魏書卷七十五 列傳第六十三 尒朱兆

洛陽急襲と孝荘帝殺害

  • 字萬仁、榮の従子。驍猛で騎射に優れ、榮の狩猟に常に従い信任された。榮が二頭の鹿を仕留めるよう命じ、一頭しか取れなかった兆を杖打ちにした逸話が伝わる。軍功で平逺将軍・歩兵校尉、榮の入洛では前鋒都督、孝荘即阼で中軍将軍・金紫光禄大夫等を歴任。
  • 上黨王元天穆の邢杲討伐、元顥の乱では賀拔勝らと河橋を渡り顥の子・冠受を捕らえ、安豐王元延明を破る功を挙げ、車騎大将軍・儀同三司・汾州刺史に累進した。

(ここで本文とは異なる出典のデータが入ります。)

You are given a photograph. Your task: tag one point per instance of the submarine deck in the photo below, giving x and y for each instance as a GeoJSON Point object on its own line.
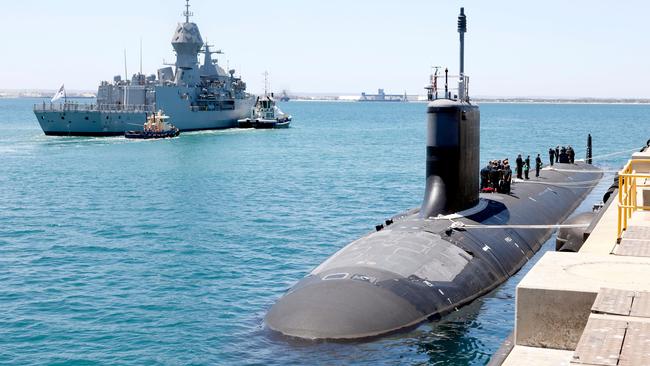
{"type": "Point", "coordinates": [593, 307]}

  • 尒朱榮が孝荘帝に殺されると、兆は汾州から晋陽に拠り、元暉の擁立で大将軍・王に進んだ。世隆らと洛陽攻撃を謀り、太行山を越え河梁を強行渡河(河辺の夢のお告げの逸話も伝わる)、宮門を急襲して孝荘帝を捕らえた。皇子を殺害し妃嬪を汙辱、財貨を掠奪した後、帝を晋陽に護送し河梁の五級寺で殺害した。

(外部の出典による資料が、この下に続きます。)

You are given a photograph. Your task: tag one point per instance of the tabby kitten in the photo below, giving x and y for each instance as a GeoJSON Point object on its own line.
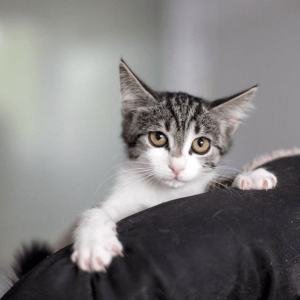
{"type": "Point", "coordinates": [173, 141]}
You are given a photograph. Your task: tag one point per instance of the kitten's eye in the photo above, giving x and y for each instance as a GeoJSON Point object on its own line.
{"type": "Point", "coordinates": [201, 145]}
{"type": "Point", "coordinates": [157, 139]}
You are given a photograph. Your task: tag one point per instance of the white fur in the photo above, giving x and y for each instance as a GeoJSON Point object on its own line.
{"type": "Point", "coordinates": [156, 177]}
{"type": "Point", "coordinates": [259, 179]}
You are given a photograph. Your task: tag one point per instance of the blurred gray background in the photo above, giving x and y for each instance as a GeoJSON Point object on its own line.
{"type": "Point", "coordinates": [60, 99]}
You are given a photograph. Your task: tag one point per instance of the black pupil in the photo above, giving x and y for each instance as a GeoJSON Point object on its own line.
{"type": "Point", "coordinates": [158, 136]}
{"type": "Point", "coordinates": [200, 142]}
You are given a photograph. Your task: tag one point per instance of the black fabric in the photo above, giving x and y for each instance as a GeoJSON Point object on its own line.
{"type": "Point", "coordinates": [222, 245]}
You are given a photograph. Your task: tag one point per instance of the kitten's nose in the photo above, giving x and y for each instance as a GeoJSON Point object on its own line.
{"type": "Point", "coordinates": [177, 165]}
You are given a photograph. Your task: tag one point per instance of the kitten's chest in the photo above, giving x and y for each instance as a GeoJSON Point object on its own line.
{"type": "Point", "coordinates": [156, 195]}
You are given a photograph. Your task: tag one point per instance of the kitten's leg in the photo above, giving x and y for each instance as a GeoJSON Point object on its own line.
{"type": "Point", "coordinates": [259, 179]}
{"type": "Point", "coordinates": [95, 241]}
{"type": "Point", "coordinates": [95, 238]}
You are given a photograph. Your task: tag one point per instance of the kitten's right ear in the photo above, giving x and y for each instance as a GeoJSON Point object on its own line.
{"type": "Point", "coordinates": [135, 93]}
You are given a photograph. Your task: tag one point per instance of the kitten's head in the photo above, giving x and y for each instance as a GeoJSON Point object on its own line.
{"type": "Point", "coordinates": [177, 137]}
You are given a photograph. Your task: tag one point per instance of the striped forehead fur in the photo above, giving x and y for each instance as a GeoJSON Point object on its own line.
{"type": "Point", "coordinates": [146, 111]}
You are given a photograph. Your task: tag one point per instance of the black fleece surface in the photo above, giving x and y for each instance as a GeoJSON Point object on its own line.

  • 洛陽進撃前、斉獻武王(高歓)に同心を求めたが、王は蜀の平定を口実に応じず、密かに天下の趨勢を見極めていた。兆は吉夢を語り事の成就を確信していたが、王は「今南行すれば天子を挟んで進退窮まるはず、その隙に乗ずればよい」と冷静に分析していた。孫騰の使者往来を経て、最終的に孝荘帝の暴崩に至った。

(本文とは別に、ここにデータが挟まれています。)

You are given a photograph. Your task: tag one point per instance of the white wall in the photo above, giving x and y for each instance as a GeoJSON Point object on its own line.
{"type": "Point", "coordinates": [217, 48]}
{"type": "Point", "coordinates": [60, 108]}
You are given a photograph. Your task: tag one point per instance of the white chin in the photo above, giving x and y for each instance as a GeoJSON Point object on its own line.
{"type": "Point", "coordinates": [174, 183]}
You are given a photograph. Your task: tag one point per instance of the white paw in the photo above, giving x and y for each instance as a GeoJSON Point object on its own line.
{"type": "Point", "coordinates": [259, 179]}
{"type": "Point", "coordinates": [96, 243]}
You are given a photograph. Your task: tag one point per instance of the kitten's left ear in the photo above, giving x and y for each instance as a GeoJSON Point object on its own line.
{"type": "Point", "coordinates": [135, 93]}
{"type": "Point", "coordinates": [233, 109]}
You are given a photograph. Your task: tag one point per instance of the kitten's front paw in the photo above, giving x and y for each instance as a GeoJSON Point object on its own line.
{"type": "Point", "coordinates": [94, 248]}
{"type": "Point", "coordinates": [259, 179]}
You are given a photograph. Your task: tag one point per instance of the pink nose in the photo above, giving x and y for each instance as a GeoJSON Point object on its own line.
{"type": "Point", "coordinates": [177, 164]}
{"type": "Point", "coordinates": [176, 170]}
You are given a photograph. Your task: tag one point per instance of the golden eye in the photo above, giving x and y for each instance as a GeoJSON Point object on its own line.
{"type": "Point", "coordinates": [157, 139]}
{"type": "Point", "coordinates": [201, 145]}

  • 前廃帝の代、使持節・侍中・都督中外諸軍事・柱国大将軍・領軍将軍・并州刺史・録尚書事に任ぜられ、天柱大将軍の号も「叔父の終官」として固辞した。
  • 斉獻武王が殷州を克つと、兆は仲逺(尒朱仲遠)・度律と共討を約したが、王の反間策で互いに疑心暗鬼に陥り連携できず、王に各個撃破された。世隆の仲介で前廃帝の后に兆の娘を納れることで融和したが、韓陵山の戦いで大敗、晋陽に逃れ大掠を行った後、王の追撃で秀容に敗走。窮山で乗馬を殺し自ら首を吊って死んだ。
  • 果敢だが智謀に乏しく、榮も「兆に率いさせるなら三千騎まで、それ以上は乱れる」と評していた。弟・尒朱智虎は安定王・驃騎大将軍・肆州刺史であったが、兆と共に逃れ王に捕らえられ、赦された後に晋陽で没した。